The simple statement, absurdity of the situation, and his calm demeanor managed to convince me to take his words at face value. If this was an illusion or hallucination, was there really any harm in going with the flow?
“Why?”
Instead of some great answer, some final reckoning or calamitous event, the answer was anything but. “No particular reason.” The god spoke. “I’m sure your kind will attribute meaning to the years to come but there is truly no deeper meaning than the cycle of entropy. A random chance.”
“I see,” I said, skeptical. “And this… rebirth.

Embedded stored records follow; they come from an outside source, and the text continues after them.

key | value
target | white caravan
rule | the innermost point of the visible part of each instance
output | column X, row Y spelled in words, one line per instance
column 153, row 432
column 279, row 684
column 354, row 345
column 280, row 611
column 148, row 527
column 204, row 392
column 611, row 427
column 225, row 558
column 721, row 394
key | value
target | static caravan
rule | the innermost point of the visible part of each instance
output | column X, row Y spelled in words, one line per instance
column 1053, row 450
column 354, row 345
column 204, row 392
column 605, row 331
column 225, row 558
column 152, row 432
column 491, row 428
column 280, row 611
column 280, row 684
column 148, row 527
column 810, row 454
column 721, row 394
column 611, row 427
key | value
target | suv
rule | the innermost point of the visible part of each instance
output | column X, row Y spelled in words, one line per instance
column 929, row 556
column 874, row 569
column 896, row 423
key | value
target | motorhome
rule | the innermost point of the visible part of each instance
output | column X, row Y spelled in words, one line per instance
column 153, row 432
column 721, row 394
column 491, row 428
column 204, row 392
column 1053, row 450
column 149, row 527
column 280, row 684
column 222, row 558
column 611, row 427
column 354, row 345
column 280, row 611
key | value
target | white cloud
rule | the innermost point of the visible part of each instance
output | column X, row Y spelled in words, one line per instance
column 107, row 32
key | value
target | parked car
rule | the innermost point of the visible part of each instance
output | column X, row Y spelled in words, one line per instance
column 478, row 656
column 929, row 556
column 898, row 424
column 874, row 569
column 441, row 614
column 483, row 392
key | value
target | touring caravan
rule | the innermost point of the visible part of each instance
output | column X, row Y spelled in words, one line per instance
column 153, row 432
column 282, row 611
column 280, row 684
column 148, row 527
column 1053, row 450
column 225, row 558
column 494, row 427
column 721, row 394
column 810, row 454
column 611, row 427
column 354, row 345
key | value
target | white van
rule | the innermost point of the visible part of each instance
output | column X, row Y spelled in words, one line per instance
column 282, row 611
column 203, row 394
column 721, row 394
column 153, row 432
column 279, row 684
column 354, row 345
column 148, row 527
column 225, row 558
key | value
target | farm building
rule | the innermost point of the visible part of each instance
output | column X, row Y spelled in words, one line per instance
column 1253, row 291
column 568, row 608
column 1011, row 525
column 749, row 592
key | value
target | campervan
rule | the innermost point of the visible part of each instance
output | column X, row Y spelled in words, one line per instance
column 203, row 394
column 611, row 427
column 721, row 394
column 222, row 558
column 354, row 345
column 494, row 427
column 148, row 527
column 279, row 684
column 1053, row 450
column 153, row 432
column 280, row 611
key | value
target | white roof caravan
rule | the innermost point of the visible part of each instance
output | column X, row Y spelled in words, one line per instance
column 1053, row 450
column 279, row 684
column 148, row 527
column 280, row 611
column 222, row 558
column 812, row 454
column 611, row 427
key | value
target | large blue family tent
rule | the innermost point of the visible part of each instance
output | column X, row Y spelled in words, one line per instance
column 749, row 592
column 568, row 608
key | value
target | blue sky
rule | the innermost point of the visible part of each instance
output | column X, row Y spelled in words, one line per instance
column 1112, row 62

What exactly does this mean for Earth? And why am I speaking to you?”
“For your planet, it means the destabilization of society as you know it. The altering of the very structure of your world. It means natural disasters the world over, the death of billions. New species and creatures to populate a vastly new world.” His words, spoken with such surety as if he’d seen it countless times before, made me shiver and grow cold. “But with the shadows come the light. Wonders anew, technology and magic beyond your civilization could ever hope. A new frontier. A world that is vibrant and alive, teeming with mystery and new discoveries.”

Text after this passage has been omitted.